Кэти повернула голову и поглядела на меня, больше с недоверием, чем с надеждой.
— Есть одно место, — продолжал я.
— Ну конечно, — подхватила Райа.
— Братья Сомбра, — сказал я.
А Райа пояснила:
— Ярмарка.
— Стать балаганщиком? — изумленно спросила Кэти.
Ее голос выдал легкое отвращение, на которое я нисколько не оскорбился и которое Райа, как я думал, тоже поняла. Мир нормальных всегда поддерживает иллюзию, что его общество — единственно верное. Поэтому он наклеивает на обитателей ярмарки — всех и каждого — ярлыки бродяг, общественных отбросов, неудачников, даже, возможно, воров. Мы, словно настоящие цыгане, пришедшие из Румынии, везде на плохом счету. И уж конечно, никто не станет получать две-три ученых степени в престижных университетах, приобретать глубокие познания в искусстве только для того, чтобы радостно забросить такое хлебное дело, как академическая карьера, ради жизни балаганщика.

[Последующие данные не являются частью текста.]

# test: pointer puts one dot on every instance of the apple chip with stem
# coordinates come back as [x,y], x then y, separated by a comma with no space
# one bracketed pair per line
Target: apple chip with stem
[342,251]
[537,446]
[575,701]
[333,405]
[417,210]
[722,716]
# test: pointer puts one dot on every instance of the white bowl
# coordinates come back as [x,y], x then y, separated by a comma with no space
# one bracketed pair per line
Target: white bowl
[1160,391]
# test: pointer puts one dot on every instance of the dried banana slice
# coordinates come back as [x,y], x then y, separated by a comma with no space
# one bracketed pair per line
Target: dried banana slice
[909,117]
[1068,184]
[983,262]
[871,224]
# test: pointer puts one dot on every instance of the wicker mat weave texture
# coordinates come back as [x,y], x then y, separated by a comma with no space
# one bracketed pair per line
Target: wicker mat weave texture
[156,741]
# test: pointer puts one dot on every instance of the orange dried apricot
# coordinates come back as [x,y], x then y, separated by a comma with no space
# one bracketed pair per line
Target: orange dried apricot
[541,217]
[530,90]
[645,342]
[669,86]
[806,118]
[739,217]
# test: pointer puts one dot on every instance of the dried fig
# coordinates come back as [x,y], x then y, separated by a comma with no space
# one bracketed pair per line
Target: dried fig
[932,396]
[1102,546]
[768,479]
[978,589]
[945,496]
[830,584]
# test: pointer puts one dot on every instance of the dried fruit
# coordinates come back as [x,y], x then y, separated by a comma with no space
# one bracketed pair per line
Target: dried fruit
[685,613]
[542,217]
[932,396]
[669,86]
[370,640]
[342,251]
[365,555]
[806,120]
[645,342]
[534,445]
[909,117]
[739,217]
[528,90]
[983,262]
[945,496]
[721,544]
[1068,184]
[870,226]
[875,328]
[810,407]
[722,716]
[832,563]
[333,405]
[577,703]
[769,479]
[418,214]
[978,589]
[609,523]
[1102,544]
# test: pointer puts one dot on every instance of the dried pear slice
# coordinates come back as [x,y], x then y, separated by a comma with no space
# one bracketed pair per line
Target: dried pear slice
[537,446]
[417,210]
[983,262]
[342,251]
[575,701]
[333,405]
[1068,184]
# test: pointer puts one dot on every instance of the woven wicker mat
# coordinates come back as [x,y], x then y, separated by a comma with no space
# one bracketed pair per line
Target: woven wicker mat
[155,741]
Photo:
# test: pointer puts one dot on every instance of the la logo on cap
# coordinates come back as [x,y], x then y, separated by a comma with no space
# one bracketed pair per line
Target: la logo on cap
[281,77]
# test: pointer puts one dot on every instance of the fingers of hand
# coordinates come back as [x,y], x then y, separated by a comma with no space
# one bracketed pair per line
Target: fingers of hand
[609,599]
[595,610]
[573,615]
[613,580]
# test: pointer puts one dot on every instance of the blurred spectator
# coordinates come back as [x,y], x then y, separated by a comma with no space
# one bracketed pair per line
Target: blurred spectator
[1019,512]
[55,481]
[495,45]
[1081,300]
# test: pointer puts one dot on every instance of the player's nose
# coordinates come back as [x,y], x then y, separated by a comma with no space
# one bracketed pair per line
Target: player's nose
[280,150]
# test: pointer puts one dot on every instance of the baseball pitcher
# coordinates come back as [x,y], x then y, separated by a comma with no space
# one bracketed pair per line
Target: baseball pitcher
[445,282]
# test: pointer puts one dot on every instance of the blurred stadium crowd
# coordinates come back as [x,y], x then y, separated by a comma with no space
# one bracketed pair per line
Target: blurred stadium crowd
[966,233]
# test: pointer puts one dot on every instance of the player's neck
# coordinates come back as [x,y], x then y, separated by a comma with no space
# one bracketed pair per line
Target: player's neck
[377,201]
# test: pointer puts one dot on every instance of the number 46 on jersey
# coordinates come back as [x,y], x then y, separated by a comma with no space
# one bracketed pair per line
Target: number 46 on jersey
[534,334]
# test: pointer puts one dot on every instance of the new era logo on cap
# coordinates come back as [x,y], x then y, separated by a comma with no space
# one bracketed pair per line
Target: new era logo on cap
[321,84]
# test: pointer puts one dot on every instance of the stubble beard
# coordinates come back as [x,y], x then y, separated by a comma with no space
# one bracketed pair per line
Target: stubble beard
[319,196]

Я не стал приукрашивать будущее, которое ждет Кэти Осборн, если она станет балаганщиком. Я выложил все как есть, чтобы она знала, на что идет, прежде чем принять решение:
— Тебе придется отказаться от преподавания, которое ты любишь, от научной жизни, от положения, которого ты добилась таким упорным трудом. Тебе придется войти в мир, почти такой же чужой для тебя, как древний Китай. Ты постоянно будешь замечать, что поступаешь, как нормальные, а разговариваешь, как простаки, поэтому остальные балаганщики будут с подозрением относиться к тебе, и тебе потребуется год или даже больше, чтобы полностью завоевать их доверие. Твои родные и друзья никогда тебя не поймут. Ты станешь белой вороной, объектом жалости, насмешек и бесконечных пересудов. Может статься, ты даже разобьешь родительские сердца.
— Точно, — подтвердила Райа, — зато ты сможешь присоединиться к братьям Сомбра и будешь знать, что среди твоих соседей и друзей нет гоблинов. Слишком многие из нас, балаганщиков, стати изгоями потому, что мы можем видеть гоблинов, и потому нам нужно убежище. Когда кто-то из них приходит к нам не как простак, который решил потратить свои денежки, мы расправляемся с ним быстро и без шума. Так что ты будешь в безопасности.
— Настолько в безопасности, насколько это возможно в этой жизни, — добавил я.
— И сможешь зарабатывать себе на жизнь. Для начала можешь поработать на нас со Слимом.
Я добавил:
— Со временем сможешь отложить достаточно денег, чтобы завести пару собственных аттракционов.
— Точно, — сказала Райа. — Зарабатывать будешь побольше, чем преподаванием, — уж это точно. А со временем... ну, ты основательно позабудешь мир «правильных», из которого пришла. Он будет казаться тебе очень далеким и даже малореальным, почти что сном, дурным сном. — Она потянулась к Кэти и положила руку на ее руку, успокаивая ее, как женщина женщину. — Я тебе гарантирую, когда ты станешь настоящим балаганщиком, внешний мир будет казаться тебе ужасным и унылым. Ты будешь удивляться, как ты там вообще жила и как ты вообще могла думать, что такая жизнь предпочтительнее, чем жизнь в мире бродячей ярмарки.
Кэти кусала нижнюю губу. Она вымолвила:
— О боже...
Мы не могли вернуть ей ее прежнюю жизнь, поэтому мы дали ей единственную вещь, которую могли дать сейчас: время. Время, чтобы подумать. Время, чтобы приспособиться.